“Don’t Settle For A Job That You Know You Will Not Like.”

Lisa Treat works as an Administrative Assistant for the Chief Medical Officer at a Military Treatment Facility.

NextGen MilSpouse is going beyond traditional career tips and tricks for military spouses! We are sharing the real stories of working military spouses (just like you!) and their professional success stories on Wednesdays.

Lisa Treat works as an Administrative Assistant for the Chief Medical Officer at a Military Treatment Facility.

Name: Lisa Treat

Years as a military spouse:

4

Tell us your profession:

Administrative Assistant at a Military Treatment Facility (on-base hospital) for the Chief Medical Officer.

I am really a jack of all trades at this point. I manage and control all incoming and outgoing correspondence to make sure it is in accordance with Army rules and regulations. I prepare policies and procedures for specific departments to adhere too. Make travel arrangements for individuals in my section.

Is this full-time, part-time, hourly, contract or freelance work?

Full-time

How long have you been working in this career field?

8 years

Do you work in an office, telecommute from home (or Starbucks), or a little bit of both?

Office

Tell us one thing you love about your job.

I love working with the military personnel and civilians alike. There is constant change and new people coming in to meet. Also, a new challenge and different things to learn with the Army.

How did you get this position? Was it a resume, referral, job fair? Spill your magic.

I applied through usajobs.gov with my resume and help from the on-base civilian office. Little known fact is that there is a huge difference between a civilian and military resume.

What is your No. 1 tip for a military spouse on the hunt for a job?

Be consistent and make sure to talk to the civilian services on your post to receive your preferences within the first 18 months of PCSing.

How do you feel about failure?

I hate it and I am a very persistent person so I normally find a compromise for myself so I don’t feel like a failure.

What’s the biggest challenge you’ve faced while trying to maintain a career while living the military lifestyle?

Trying to explain how I can be an asset to a company/organization within the window that I am there.

Also, not really knowing how long we will be in one place is always an interesting conversation too.

What is the best piece of career advice you’ve ever received?

Don’t settle for a job that you know you will not like. It’s not good for your self esteem and it’s not good for that company either.

I took a job once that I knew was too slow-paced for me but I need to get out of the house so I took it. After a few weeks I spoke to the owner who then told me that she knew I was too high-speed for her company and respected me wanting to move on.

Who is in your support squad?

My husband, my parents, brothers, friends near and far, and my three daughters.

Do you and your spouse or partner split household tasks? How do you do it?

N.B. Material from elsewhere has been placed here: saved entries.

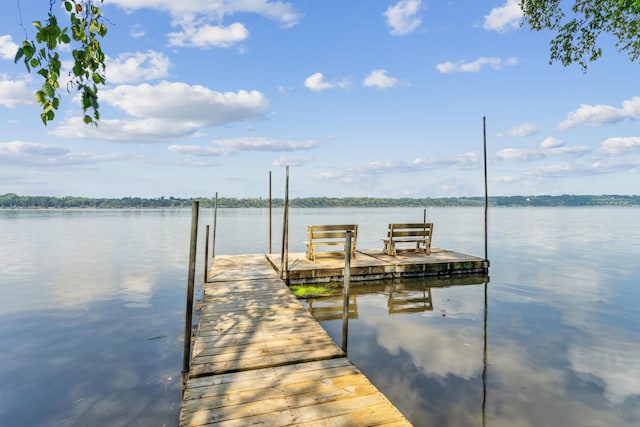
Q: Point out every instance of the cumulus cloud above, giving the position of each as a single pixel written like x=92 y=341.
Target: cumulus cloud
x=403 y=17
x=8 y=48
x=15 y=92
x=139 y=66
x=167 y=110
x=30 y=154
x=225 y=147
x=380 y=79
x=504 y=18
x=215 y=10
x=291 y=161
x=598 y=115
x=619 y=145
x=521 y=130
x=316 y=83
x=549 y=147
x=206 y=36
x=475 y=66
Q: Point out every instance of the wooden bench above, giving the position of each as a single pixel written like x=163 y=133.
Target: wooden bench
x=418 y=233
x=330 y=235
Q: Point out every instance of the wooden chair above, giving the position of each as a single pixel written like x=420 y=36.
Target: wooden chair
x=416 y=233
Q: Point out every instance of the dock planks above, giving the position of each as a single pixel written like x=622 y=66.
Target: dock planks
x=259 y=357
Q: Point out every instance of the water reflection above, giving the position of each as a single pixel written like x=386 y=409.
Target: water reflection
x=445 y=355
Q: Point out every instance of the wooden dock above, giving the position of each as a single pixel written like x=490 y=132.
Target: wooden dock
x=374 y=264
x=259 y=357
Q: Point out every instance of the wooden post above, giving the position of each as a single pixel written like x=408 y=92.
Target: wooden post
x=270 y=217
x=206 y=254
x=486 y=190
x=345 y=291
x=215 y=219
x=188 y=318
x=284 y=260
x=485 y=361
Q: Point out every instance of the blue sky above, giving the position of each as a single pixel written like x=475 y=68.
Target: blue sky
x=360 y=98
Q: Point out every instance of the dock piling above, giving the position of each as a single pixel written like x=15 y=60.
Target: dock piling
x=188 y=318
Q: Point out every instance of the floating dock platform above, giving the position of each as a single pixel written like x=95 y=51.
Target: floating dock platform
x=259 y=357
x=373 y=264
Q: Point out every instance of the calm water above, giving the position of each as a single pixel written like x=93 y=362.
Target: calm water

Yes and no. He deploys frequently on short missions so it comes a point that it’s just easier if I do it. I have enlisted the help of my children for “chores.”

Share your best life-hack for saving time or sanity during the work week.

Best life-hack (that I don’t follow enough) pre-make my lunches, pre-pack my workout bag, or generally do as much as you can the night before.

Tell us one piece of tech you couldn’t live without that isn’t your phone.

Netflix for my sanity and my kids’ sanity; we do not have cable and they have done a great job on the Kids Netflix of promoting educational shows.

What’s your must-have song on your productivity playlist?

Anything from 90s Country

If you had an extra hour in your day, what would you do?

I would get more into woodworking projects. That is one hobby that I have found an interest in that I never have time to practice.

If you were a superhero, what would be your super power?

To just twitch my nose (like Samantha on “Bewitched”) and have my house clean! I have hired housekeepers before and didn’t think they did a good enough job so I have stopped and went back to doing it on my own.